07 April 2014

First Impressions - Zero Point, Neal Asher

(Important - spoilers if you haven't read The Departure, but no worse than those in the blurb on the back of the book.)

ZeroPoint

Zero Point is the second book in Neal Asher's Owner Series, and continues with the strong - and somewhat unpalatable - themes that he developed in the first book, The Departure. The dedication at the start of the novel really sums it all up: "To all you steady researchers and developer of our technology, for recognising the optimistic road to the future, rather than seeing a slippery slope to doom."

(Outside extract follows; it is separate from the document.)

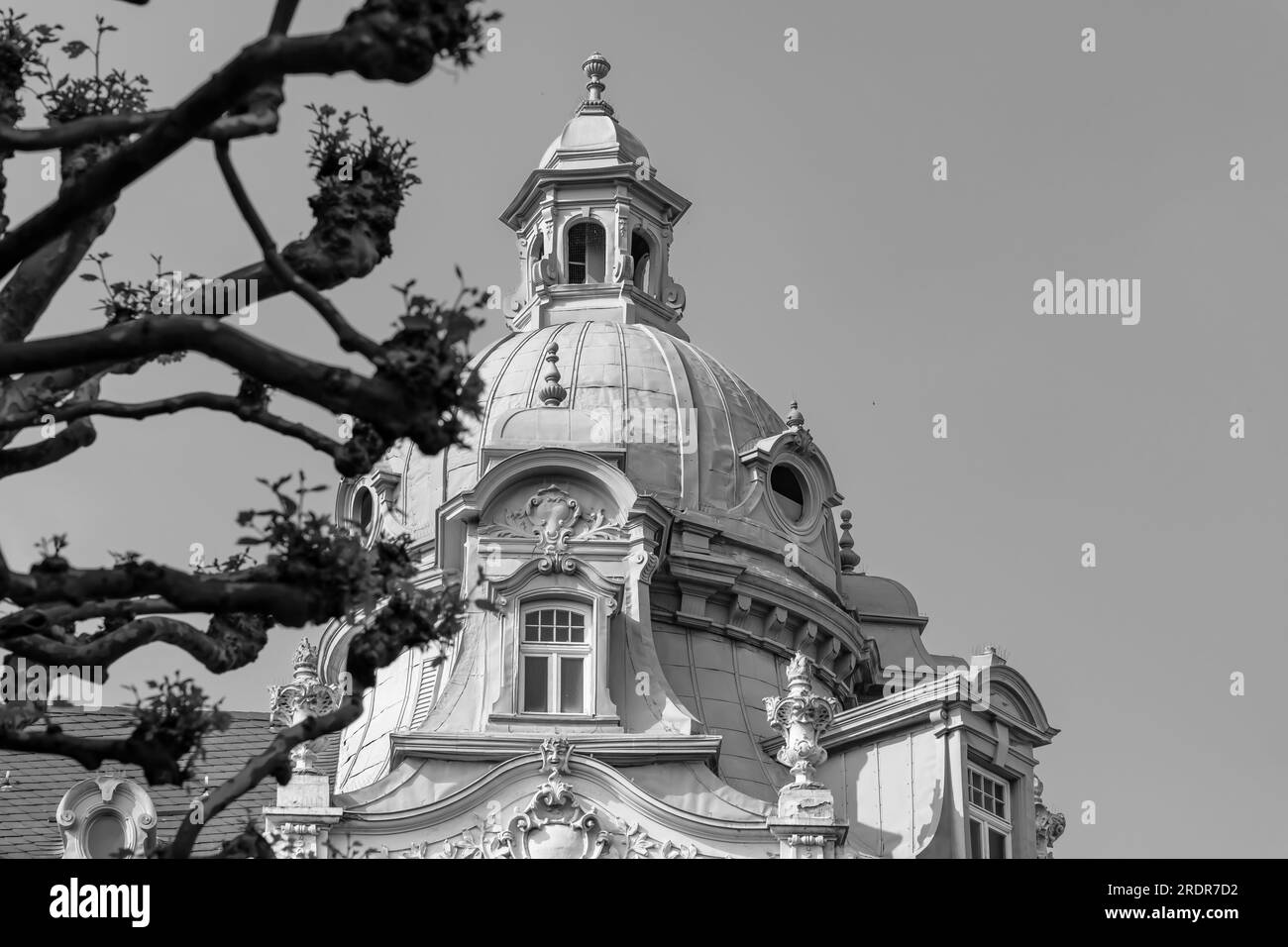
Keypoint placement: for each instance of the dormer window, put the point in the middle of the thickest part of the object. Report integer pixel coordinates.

Of course, the Owner Series is about a society that has been on the slippery slope to doom, both societally and ecologically. At the end of the first novel, the protagonist, an anti-hero called Alan Saul, was escaping from Earth on board the Argus Station having decapitated the global bureaucratic dictatorship of 'the Committee' whilst taking the station, and finishing off local controls by dropping their own satellite network on them. The 'zero asset' citizens are freed from Committee oversight, at the cost of the collapse of infrastructure, which potential could lead to their starvation.

This novel meshes three tales together - the emergence of Serene Galahad to reestablish the power of the Committee and the infrastructure of the Earth whilst pursuing a more radical path than her predecessors, the events at the Mars Colony which had effectively declared independence from Earth in the first book, and the events aboard the Argus Station. The plots are brutal, and don't show the nicer side of humanity.

Technology ramps forward without the control of the Committee, as Saul develops his abilities and others have the limits on what they can do released, and the plot twists and turns. Some of the characters - for example Galahad - feel quite two dimensional, but the energy and darkness of the plot drive you forward.

I found that it was quite hard to put down as it draws you in quite effectively, despite finding whole elements somewhat unpleasant. The story goes into areas that few other SF stories do except in the more literary side of the genre (such as The Handmaid's Tale or Nineteen Eighty-Four), with a dark dystopian vision and characters that match. It won't be everyone's cup of hot beverage, but I recommend it for its energy and dark flavour. It directly provides of vision that contrasts technology used for good and for ill, with the difference being the morals of those that wield it.